Are there revolutionaries in South Africa? Who are they and what are they doing? Do you need to go around with a lamp in the day time to find one? Apparently not.
According to the secretary-general of the ruling ANC we find revolutionaries at the highest level of government. Addressing the National Union of Metalworkers of South Africa, Gwede Mantashe referred to the newly appointed minister of higher education as a ‘revolutionary’. No one familiar with South Africa would be surprised, as the said minister is Blade Nzimande, General Secretary of the South African Communist Party, a party that promotes itself as a fighter for socialism and the National Democratic Revolution.
This demonstrates one of the peculiarities of South (and Southern) Africa. Since 1994 the social system and government policies do not differ in principle from that of the USA for example. But a majority of cabinet ministers and other senior politicians want to be seen, at least sometimes, as revolutionaries. The leaders of the ANC, the Communist Party and the Congress of South African Trade Unions that became the political managers and business beneficiaries of South Africa’s neo-liberal, ultra-capitalistic republic, every so often leave their marble halls and oak boardrooms, dress up in red or green t-shirts and track suits, and present themselves as custodians of the revolution.
It is easy to understand why this is so. Memories of heroic risings against racist rule are still fresh, and huge social crises make the need for radical change obvious. The label ‘revolutionary’ therefore bestow a certain moral authority to its wearer. But there is clearly a problem here. This same group has mimicked George Bush & Co by deregulating markets, skewing social services expenditure and rocketing military spending to primarily benefit state elites and giant business corporations. Since at least 1996, with the open and official embrace of neo-liberalism by the ANC, their actions, far from being revolutionary, have not even been reformist in the sense of wanting to improve capitalism for the benefit of the downtrodden. In fact, the gap between their claim to be revolutionaries and their behaviour is so wide that the only plausible explanation is that this claim is deliberately false – a fraudulent attempt to cover up their role in the oppression of the people.
During the later years of the struggle against Apartheid the majority of politically active Black people considered it a mortal insult to be called a ‘reformist’. To be labelled ‘counter-revolutionary’ was potentially deadly. This has been carried forward in interesting ways. In the USA critics of the government are likely to be denounced as ‘revolutionaries’; in South Africa critics are denounced as ‘counter-revolutionaries,’ pretty much without regard to the content of their criticism. The latter fate befalls opponents of the state’s privatisation policies, as well as judges whose judicial findings are less than complimentary to ANC leaders. As we have seen, this often makes it difficult to sort the reformists from the revolutionaries and both from the downright reactionary, counter-revolutionary wreckers. In this situation it is unlikely that the ANC-led alliance is the only group falsely clinging to red labels, although others won’t necessarily do so for the same sinister reasons. We therefore need to start with an idea of what exactly a revolutionary is if we are going to get anywhere in answering the questions posed at the start of this article.

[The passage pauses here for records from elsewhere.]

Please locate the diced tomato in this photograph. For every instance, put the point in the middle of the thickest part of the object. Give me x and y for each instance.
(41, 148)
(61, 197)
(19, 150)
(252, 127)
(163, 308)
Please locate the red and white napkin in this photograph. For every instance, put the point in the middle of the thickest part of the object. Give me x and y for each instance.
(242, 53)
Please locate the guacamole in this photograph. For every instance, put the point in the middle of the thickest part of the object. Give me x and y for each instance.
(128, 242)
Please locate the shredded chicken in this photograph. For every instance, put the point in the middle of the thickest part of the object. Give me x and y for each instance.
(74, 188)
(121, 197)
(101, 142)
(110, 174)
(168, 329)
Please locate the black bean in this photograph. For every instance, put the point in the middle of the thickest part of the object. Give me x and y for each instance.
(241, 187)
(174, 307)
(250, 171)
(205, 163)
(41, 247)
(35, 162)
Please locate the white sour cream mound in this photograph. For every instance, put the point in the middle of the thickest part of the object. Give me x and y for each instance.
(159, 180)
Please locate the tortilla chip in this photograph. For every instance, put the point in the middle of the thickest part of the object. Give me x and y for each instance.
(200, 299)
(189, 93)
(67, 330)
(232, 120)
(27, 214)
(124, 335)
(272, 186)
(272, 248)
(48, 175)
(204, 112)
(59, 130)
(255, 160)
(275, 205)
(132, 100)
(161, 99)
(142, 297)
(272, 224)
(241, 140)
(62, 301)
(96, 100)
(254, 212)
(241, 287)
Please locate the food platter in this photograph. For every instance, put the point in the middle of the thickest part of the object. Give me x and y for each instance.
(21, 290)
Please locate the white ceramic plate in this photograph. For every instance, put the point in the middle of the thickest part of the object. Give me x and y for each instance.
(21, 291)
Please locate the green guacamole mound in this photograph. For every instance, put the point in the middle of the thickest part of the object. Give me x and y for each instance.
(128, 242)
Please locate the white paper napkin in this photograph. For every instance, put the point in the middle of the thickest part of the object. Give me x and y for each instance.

Lacking incontrovertible examples of revolutionaries to use as a measure, the safest thing is probably to start with a broad definition. Let’s say revolutionaries are people seeking to do away with the current social system. This definition offers the following advantages:
- It clearly sets revolutionaries apart from reformists who merely want to change the system in some ways.
- It leaves open the questions around what defines the system, what would replace it and what the effective methods are for doing so. This allows the discussion to move past the issue of whether a particular person should be labelled a revolutionary or not. Conceding that someone is a revolutionary becomes less of an issue as you can still argue that the person is a mistaken, ineffective or dishonest one.
- It reckons with the possibility that everyone is a revolutionary some of the time or to some extent, in the sense of wanting to abolish prevailing oppressions.
Talking about revolutionaries can help us understand revolution as the concentrated expression of the desire for as thorough as possible a liberation from the poverty, inequality, violence, insults and stress that present society impose on the vast majority. What could be more important than that?